Tony Kushner has won the Pulitzer Prize and Tony Award for Angels in America, which will be filmed for HBO by Mike Nichols from a teleplay by the author. His other plays include A Bright Room Called Day and Slavs!, as well as adaptations of The Illusion, The Dybbuk, The Good Person of Szechuan and Stella. He is currently at work on two operas, a new play and a screenplay.
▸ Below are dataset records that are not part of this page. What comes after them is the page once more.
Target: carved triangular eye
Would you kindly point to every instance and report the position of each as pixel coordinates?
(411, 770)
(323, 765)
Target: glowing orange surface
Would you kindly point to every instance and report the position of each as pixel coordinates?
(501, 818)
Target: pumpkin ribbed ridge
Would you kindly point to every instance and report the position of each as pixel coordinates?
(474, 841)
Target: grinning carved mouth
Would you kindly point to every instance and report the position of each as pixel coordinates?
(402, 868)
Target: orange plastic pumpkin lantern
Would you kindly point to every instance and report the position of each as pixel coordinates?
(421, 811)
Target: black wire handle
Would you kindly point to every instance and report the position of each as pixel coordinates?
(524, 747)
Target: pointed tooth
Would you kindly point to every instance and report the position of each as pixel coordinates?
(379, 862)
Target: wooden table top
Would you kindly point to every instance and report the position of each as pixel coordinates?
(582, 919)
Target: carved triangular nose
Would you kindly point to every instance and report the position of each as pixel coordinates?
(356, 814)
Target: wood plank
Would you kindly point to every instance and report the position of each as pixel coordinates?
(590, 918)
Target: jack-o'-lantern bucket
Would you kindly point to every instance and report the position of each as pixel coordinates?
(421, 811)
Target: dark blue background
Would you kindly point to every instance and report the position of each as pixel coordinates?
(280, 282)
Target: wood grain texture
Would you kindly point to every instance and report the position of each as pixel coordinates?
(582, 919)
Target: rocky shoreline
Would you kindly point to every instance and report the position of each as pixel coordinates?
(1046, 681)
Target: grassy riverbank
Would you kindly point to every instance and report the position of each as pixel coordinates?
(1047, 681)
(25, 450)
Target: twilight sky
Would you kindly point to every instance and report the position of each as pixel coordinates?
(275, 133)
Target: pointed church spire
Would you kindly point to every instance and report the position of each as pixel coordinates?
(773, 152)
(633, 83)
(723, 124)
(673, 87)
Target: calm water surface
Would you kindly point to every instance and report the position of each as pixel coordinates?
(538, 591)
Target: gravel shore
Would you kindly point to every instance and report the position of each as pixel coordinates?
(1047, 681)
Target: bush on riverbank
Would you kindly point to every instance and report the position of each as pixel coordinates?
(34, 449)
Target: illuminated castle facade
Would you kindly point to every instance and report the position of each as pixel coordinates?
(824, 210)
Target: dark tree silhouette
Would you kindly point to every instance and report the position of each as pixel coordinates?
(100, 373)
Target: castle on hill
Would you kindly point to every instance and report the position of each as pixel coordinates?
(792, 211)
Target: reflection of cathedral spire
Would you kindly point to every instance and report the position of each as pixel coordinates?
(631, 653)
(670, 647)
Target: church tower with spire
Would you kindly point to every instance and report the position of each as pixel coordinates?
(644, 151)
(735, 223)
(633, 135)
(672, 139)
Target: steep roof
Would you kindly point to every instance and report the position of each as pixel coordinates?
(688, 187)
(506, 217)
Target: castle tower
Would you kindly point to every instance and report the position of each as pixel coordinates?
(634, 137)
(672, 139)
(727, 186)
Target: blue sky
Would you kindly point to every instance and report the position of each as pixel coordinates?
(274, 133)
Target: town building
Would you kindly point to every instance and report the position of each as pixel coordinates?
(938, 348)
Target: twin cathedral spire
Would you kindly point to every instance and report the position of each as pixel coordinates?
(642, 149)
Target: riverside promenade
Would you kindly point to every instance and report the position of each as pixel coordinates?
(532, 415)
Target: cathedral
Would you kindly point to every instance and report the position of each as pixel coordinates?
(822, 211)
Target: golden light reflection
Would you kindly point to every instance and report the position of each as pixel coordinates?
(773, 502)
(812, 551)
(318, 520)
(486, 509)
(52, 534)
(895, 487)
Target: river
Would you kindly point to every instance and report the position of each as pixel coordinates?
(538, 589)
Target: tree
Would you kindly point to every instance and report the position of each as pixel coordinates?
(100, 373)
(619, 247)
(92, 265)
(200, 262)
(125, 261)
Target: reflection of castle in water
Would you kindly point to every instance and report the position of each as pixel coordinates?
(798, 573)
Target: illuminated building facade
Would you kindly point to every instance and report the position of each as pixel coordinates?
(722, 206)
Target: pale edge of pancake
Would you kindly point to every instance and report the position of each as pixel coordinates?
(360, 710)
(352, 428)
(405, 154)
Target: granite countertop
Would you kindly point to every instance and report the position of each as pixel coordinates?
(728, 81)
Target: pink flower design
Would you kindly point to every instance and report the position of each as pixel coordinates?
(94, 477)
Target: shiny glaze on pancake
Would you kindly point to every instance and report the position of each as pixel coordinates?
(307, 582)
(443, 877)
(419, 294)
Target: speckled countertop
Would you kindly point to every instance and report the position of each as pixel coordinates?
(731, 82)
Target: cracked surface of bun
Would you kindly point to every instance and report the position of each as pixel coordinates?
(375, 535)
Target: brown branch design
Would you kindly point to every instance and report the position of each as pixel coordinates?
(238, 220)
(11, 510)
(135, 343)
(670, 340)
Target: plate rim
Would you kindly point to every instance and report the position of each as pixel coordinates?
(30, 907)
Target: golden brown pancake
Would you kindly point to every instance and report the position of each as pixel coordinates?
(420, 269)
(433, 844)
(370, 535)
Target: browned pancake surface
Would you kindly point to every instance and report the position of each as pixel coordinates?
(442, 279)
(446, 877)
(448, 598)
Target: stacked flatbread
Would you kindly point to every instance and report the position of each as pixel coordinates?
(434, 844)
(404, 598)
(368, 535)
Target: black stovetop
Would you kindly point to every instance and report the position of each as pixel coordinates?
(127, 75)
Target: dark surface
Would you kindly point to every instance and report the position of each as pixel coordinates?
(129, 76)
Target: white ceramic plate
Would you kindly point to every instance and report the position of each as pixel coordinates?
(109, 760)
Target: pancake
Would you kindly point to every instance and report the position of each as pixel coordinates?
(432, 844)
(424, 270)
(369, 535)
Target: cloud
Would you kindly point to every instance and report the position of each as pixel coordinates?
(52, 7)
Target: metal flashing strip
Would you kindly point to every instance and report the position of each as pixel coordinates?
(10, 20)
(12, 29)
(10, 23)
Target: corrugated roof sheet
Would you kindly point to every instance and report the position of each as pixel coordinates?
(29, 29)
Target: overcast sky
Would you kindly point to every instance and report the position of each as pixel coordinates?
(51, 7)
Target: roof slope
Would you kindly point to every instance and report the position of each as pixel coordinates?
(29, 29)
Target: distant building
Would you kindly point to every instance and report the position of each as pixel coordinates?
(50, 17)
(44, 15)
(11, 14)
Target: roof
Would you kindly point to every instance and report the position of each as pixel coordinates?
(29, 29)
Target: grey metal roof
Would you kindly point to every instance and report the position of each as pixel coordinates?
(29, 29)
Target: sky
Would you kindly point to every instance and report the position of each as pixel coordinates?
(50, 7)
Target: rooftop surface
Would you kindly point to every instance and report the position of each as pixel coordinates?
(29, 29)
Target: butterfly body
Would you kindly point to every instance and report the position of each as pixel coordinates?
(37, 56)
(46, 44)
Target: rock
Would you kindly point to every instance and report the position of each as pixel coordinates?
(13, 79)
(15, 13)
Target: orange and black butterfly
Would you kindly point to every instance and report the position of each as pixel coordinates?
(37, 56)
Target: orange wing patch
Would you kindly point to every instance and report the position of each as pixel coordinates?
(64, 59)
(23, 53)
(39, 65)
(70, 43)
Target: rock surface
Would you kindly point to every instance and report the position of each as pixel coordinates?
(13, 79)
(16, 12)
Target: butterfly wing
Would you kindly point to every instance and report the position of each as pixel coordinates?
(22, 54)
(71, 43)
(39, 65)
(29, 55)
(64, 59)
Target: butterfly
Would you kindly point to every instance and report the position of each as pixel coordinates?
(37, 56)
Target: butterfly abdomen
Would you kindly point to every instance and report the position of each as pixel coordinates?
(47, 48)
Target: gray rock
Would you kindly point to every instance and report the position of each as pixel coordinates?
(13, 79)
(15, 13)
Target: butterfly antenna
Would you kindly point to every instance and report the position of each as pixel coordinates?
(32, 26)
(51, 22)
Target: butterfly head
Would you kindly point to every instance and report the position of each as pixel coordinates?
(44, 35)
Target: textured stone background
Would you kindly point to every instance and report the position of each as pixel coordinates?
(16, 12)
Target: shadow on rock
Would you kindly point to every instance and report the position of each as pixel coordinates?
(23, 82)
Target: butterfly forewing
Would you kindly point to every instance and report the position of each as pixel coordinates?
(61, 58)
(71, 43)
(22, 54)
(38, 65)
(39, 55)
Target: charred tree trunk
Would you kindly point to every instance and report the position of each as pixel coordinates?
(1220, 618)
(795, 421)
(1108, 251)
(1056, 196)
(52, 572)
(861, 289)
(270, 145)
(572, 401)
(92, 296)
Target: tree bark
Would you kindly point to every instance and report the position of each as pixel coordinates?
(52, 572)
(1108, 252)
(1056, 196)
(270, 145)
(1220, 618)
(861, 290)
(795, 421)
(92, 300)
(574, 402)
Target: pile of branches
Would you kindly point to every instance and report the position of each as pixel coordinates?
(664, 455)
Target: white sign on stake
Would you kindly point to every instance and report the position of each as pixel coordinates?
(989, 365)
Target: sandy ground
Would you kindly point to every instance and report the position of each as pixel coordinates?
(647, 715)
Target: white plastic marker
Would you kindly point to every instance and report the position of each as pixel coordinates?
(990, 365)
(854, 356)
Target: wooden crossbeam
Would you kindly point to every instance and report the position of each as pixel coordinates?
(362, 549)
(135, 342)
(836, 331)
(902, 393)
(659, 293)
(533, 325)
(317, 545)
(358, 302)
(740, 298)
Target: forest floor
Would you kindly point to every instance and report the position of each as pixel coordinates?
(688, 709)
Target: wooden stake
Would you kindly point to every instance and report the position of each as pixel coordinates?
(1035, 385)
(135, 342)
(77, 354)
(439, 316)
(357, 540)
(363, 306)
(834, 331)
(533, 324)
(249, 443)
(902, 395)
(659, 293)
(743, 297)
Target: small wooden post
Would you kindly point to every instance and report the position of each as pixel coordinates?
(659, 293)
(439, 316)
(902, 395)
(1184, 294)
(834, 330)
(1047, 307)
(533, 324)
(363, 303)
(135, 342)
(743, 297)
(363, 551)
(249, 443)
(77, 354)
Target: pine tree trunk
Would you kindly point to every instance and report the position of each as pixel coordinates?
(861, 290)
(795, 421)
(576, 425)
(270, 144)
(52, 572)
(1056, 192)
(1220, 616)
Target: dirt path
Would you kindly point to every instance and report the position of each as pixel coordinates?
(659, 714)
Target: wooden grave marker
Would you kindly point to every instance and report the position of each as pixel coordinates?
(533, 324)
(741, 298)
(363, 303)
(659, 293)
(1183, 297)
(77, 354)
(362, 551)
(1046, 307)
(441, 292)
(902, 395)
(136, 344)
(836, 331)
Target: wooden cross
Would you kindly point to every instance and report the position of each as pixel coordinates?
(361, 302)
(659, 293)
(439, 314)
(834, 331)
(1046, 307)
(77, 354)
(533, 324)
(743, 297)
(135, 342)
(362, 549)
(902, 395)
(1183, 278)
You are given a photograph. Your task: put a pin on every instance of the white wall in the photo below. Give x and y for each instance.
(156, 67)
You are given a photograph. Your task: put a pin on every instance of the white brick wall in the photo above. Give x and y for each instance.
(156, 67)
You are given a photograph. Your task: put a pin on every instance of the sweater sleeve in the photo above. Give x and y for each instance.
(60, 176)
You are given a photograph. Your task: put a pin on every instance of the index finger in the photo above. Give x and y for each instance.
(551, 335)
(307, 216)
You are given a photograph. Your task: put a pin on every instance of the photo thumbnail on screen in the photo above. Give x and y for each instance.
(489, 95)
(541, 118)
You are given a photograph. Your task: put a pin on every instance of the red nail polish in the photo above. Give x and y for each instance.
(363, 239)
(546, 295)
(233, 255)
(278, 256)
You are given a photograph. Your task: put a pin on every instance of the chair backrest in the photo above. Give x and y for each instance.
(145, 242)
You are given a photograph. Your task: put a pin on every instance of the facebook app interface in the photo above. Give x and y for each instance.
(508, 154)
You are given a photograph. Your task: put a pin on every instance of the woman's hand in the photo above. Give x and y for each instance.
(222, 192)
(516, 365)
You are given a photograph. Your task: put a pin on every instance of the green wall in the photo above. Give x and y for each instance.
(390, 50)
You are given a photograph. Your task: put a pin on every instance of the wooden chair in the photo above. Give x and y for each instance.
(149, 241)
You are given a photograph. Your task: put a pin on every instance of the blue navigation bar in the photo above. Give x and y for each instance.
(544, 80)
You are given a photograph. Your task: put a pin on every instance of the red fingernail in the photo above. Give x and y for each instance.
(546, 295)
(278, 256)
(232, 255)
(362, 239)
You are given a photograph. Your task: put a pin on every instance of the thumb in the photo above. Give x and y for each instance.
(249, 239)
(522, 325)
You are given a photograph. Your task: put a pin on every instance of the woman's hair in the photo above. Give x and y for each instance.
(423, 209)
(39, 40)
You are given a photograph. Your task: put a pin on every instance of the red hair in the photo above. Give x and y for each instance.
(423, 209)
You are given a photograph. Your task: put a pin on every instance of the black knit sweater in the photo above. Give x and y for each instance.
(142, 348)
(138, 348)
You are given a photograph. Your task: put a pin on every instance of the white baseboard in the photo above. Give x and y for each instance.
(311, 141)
Also available by Tony Kushner
Angels in America, Part One: Millennium Approaches
PB $11.95 1-55936-061-5 o USA
Angels in America, Part Two: Perestroika
PB $11.95 1-55936-073-9 o USA
Angels in America (boxed set)
PB with slipcase $23.95 1-55936-107-7 o USA
A Bright Room Called Day
PB $13.95 1-55936-078-X o USA
Death &Taxes: Hydriotaphia &Other Plays
PB $16.95 1-55936-156-5 o USA
Thinking About the Longstanding Problems of Virtue and Happiness
PB $13.95 1-55936-100-X o USA
Review
"Kushner's first big work on a great big canvas since his Pulitzer Prize-winning Angels in America. This eerily timed work about Afghanistan is comparably mesmerizing and mournful, vast and intimate, emotionally generous and stylistically fabulist, wildly verbal, politically progressive, and scarily well informed." Linda Winer, Newsday
Review
"Kushner, a writer who is always on high alert to humanity as well as history, has, in the Homebody, created a character an 'impassioned, fluttery, doomed' character who is timeless as well as timely." Nancy Franklin, The New Yorker
Review
"Tony Kushner's Homebody/Kabul is the most remarkable play in a decade...without a doubt the most important of our time." John Heilpern, New York Observer
Review
"What a feast of a play. No playwright in the English language has a greater passion for language than Kushner. And to this Kushner adds that rare quality in American theater, a yearning to go beyond domestic stories and into the great world of political struggle. Brilliant. It keeps us thinking." Richard Christiansen, Chicago Tribune
Review
"This compelling [play] testifies that Mr. Kushner can still deliver his sterling brand of goods: a fusion of politics, poetry, and boundless empathy transformed through language into passionate, juicy theater...a reminder of how essential and heartening Mr. Kushner's voice remains." Ben Brantley, New York Times
Review
"Dazzlingly eloquent." Charles Isherwood, Variety
Review
"The issues of Homebody/Kabul may be complex and irresolvable, but the dramatic mission is not. It's as simple as Brecht's response to an interviewer who once asked him what theater should do: 'Try to discover the best way for people to live together,' he said. How many dramatists other than Tony Kushner would know how to begin to do that?" Elizabeth Pochoda, The Nation
Review
"Brilliant....[T]his is a play for those who are interested in the root causes that preceded September 11, for those who can see through the fog of patriotism to the finer distinctions, who are finally ready to ask how on earth do we get out of this godforsaken place, who can bear to contemplate the thought that we have participated to some extent in our own tragedy." James Reston, Jr., American Theatre
Review
"Homebody/Kabul...is challenging, truthful, heroically humane. As he did in Angels in America, Kushner vivifies a theater of insight, at once precise and transcendent." Adam Feldman, Broadway.com
Synopsis
Set in Kabul, this play examines current day Afghanistan, its history, its long tortured relationship with the West, and its current political and humantarian crisis. The play centers around the disappearance of an eccentric British woman (the Homebody) and the search for her by her husband and daughter. In their quest for the truth and closure, the lines between real and unreal, the political and the personal are intentionally blurred and are fully ambiguous.
About the Author
Tony Kushner is the Pulitzer Prize winning author of Angels in America. His work also includes A Bright Room Called Day, The Illusion, Slavs, and A Dybbuk.